“Jean, find the Armagnac and I will try to tell Emilie more of what I know. And, unfortunately for me” — Jacques made a sound somewhere between a groan and a chuckle — “it is everything. I’ve been thinking since you left, Emilie, whether the rest of it should go with me to the grave. But then” — he shrugged — “how can you make sense of the present if you do not know of the past?”
(from The Lavender Garden, page 207)
The Lavender Garden is a dual-narrative novel by Lucinda Riley set in Gassin, France, in 1998, when Emilie de la Martinières inherits the château and vineyard that has been in her father’s family for centuries. She is torn between selling the property or undertaking a massive restoration project when she meets Sebastian Carruthers, a British art dealer whose grandmother knew Emilie’s father and stayed at the château during World War II. Emilie’s father was 60 years old when she was born, and he died when she was 14, so she doesn’t know anything about his wartime exploits, just that he’s revered as a hero. Emilie turns to old family friend and former vineyard manager, Jacques, who is the only one who knows the tragic events that transpired there during the war.

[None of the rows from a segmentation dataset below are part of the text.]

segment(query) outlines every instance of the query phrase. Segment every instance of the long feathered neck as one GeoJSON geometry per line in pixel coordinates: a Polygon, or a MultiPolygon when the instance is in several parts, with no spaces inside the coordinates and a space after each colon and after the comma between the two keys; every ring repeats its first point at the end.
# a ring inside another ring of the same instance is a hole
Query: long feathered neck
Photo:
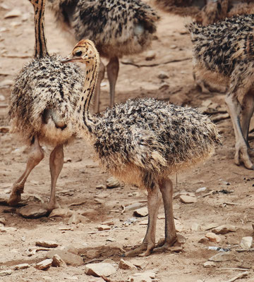
{"type": "Polygon", "coordinates": [[[90,114],[89,111],[89,106],[91,102],[92,97],[95,91],[99,66],[99,54],[96,52],[93,62],[86,65],[86,77],[83,91],[84,97],[82,98],[83,99],[85,98],[83,121],[90,133],[92,132],[93,125],[95,125],[98,121],[98,118],[96,116],[92,116],[90,114]]]}
{"type": "Polygon", "coordinates": [[[35,58],[42,58],[49,53],[47,50],[46,39],[44,35],[44,9],[45,0],[37,0],[32,2],[35,9],[35,58]],[[34,3],[35,2],[35,3],[34,3]]]}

Riley transports readers back to Paris during the Nazi occupation. Constance Carruthers, a British filing clerk turned SOE agent, is unable to make contact with her assigned Resistance network and finds herself at the home of Edouard de la Martinières just as he’s playing host to high-ranking Gestapo, SS, Abwehr, and Milice officers. Unable to fulfill her SOE duties for fear of compromising Edouard’s position in the Resistance, Constance plays the role of his second cousin on an extended visit, during which she befriends his blind sister, Sophia, and catches the eye of the sinister Colonel Falk von Wehndorf.
Emilie travels between the château and the cold English estate where she lives with Sebastian to piece together her family history and forges an unlikely friendship with Sebastian’s wheelchair-bound brother, Alex, who is hidden away in a separate wing of the home. As the secrets of the de la Martinières and the Carruthers families are revealed, Emilie must come to terms with the past, sort through the lies in the present, and forge a new future for herself.
The Lavender Garden is a complex novel that kept me guessing until the end. Both narratives are interesting and well-developed, though I felt more invested in Constance’s story, from the action and suspense inherent in a tale of intrigue and resistance to Sophia’s tale of forbidden love and desire to be seen as a woman, not a weakling whose blindness has made her dependent on her brother and the kindness of a virtual stranger. Emilie was a harder character to like because readers know right away that she is blind to the truth, though I couldn’t help but root for her as she gained strength from the story of her aunt and the woman who risked it all to protect the de la Martinières family.
Riley’s prose is beautiful, painting a portrait of a château that has been through as much as its inhabitants and serves as a symbol of their strength. She enables readers to feel a part of both narratives, with her rich descriptions and well-developed characters. The characters are fascinating on their own, but when put together in such a carefully constructed, intricate plot, they become unforgettable. I was completely swept up in the novel from the very first page and finished it in a day.
The Lavender Garden is about love and betrayal, war and all its gray areas, and how one’s purpose in life can be found in the most unexpected places. It’s hard to find a dual-narrative novel in which the modern-day story holds up as well as the historical story, but Riley connected both in a way I didn’t expect and made me like both of her heroines for different reasons — Constance for her sense of duty and loyalty, and Emilie for her determination to create something wonderful from the tragedy and loss of war. I enjoyed The Lavender Garden even more than The Orchid House and can’t wait to read more of Riley’s work.
Disclosure: I received The Lavender Garden from Atria for review.